Like many other companies around the globe we also had some issues with last leap second. We couldn’t figure out why is our hadoop cluster acting strangely and using almost all CPU. After a while of browsing we found out, that the real cause of this was Java and leap second. As you may know in June of 2012 we added 1 second to atomic clock, which caused unpredictable behaviour in some computer systems. As someone may think this is just one second, what harm can it do, it wasn’t really so. For some reason Java can not handle such time behaviour and starts using all resources it can get, which causes our cluster of hadoop servers to stop working or crash miserably. Problem lies in combination of Java and ntpd on the same virtual machine. If you have ntpd on host machine and run java client in guest, there should be no problem – at least we didn’t face them. Just some bigger companies that also weren’t really prepared for this leap second:
One of suggested fixes was to simply reset the time with one of following commands:
date `date +"%m%d%H%M%C%y.%S"`
date -s "$(date)"
After nice talk with Steve Kostecke from NTP Project, I decided to post few of his quotes regarding this matter:
Steve Kostecke: There is a way to check flags for leap second with command:
ntpq -c"rv 0 leap" . Before the last minute of the day you want to check the Leap Indicator (LI) to see if it is “01” or “10”. If it is then you wait until after the leap second. Stop ntpd; run the date command; start ntpd.
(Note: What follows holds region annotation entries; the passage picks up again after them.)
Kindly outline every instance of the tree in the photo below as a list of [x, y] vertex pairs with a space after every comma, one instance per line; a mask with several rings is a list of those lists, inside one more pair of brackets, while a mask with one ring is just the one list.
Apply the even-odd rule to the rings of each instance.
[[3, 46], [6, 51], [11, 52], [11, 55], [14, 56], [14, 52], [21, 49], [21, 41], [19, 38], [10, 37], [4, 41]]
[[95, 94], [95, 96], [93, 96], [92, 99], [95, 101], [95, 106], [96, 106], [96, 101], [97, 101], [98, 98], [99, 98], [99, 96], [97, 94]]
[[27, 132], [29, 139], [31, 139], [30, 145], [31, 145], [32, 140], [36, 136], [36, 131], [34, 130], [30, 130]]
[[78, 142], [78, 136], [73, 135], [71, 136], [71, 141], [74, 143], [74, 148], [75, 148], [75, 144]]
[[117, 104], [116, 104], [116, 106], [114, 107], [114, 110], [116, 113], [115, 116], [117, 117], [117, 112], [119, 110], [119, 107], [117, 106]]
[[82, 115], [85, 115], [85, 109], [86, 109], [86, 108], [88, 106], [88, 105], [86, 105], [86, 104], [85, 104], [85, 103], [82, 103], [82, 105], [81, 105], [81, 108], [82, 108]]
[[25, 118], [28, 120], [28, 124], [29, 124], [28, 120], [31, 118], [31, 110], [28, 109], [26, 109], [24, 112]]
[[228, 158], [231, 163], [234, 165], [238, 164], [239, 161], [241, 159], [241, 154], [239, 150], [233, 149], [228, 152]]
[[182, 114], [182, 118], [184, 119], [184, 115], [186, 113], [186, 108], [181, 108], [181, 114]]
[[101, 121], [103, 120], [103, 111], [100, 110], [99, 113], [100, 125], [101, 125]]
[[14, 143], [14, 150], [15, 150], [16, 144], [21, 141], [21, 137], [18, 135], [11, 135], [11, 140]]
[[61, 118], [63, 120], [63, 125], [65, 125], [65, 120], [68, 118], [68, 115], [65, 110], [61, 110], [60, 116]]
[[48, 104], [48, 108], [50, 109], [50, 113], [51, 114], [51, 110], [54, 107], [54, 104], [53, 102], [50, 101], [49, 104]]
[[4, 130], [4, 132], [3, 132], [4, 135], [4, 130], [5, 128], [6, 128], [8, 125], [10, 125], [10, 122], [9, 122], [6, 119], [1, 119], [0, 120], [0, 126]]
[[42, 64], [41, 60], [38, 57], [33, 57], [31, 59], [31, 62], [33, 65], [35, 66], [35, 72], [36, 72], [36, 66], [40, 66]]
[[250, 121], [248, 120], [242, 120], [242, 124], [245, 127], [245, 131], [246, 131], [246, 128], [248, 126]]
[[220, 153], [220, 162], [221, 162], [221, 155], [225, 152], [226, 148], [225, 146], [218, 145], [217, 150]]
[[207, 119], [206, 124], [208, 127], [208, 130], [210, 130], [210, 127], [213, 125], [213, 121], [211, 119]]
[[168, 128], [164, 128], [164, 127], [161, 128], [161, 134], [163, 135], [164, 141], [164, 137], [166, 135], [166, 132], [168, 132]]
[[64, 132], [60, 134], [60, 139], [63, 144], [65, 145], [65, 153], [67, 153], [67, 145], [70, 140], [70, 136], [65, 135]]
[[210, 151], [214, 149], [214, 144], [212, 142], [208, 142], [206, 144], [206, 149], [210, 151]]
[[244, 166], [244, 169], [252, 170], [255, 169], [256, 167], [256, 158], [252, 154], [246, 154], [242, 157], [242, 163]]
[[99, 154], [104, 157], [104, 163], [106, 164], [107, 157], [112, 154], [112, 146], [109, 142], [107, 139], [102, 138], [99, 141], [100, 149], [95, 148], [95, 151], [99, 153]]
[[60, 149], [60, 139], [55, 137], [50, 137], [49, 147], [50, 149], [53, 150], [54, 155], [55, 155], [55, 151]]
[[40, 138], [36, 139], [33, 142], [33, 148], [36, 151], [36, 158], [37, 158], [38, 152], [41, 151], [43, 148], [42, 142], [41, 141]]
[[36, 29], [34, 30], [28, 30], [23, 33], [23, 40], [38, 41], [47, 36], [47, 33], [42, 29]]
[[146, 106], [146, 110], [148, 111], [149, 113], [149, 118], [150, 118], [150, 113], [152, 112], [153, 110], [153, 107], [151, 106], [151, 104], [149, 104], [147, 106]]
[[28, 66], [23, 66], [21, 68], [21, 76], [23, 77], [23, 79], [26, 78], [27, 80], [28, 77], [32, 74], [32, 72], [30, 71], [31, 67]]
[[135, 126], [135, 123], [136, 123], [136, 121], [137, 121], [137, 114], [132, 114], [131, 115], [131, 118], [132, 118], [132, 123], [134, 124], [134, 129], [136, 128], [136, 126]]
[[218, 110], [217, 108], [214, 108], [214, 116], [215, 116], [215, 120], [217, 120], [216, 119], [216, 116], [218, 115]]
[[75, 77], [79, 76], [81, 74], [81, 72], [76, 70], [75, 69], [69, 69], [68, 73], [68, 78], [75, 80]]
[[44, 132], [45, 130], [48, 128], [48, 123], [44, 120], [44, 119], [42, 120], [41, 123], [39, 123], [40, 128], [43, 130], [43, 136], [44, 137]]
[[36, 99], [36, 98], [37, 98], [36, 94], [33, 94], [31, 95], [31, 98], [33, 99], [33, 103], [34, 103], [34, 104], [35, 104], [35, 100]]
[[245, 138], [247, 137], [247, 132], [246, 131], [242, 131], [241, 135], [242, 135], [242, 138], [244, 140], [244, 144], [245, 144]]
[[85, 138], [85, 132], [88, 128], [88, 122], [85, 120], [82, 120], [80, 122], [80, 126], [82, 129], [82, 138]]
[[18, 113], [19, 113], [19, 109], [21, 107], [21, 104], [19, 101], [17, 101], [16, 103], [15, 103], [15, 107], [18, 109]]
Here are is table of Leap flags that Steve was talking about:
Leap Indicator (LI): This is a two-bit code warning of an impending
leap second to be inserted/deleted in the last minute of the current
day, with bit 0 and bit 1, respectively, coded as follows:
LI Value Meaning
00 0 no warning
01 1 last minute has 61 seconds
10 2 last minute has 59 seconds)
11 3 alarm condition (clock not synchronized)
Taken from http://tools.ietf.org/html/rfc1361
There is also another way of handling this leap second gracefully. It is achieved by increasing step in NTP, to slew 60 second period, but as Steve Kostecke pointed, side effect of such modification would be, it would take ~2000 secs to slew the 1 second error. It is up to you, to decide if this is better way of handling leap second.
I have to say big thanks to Steve Kostecke, for explaining me how NTP works in general and pointing me to the right direction.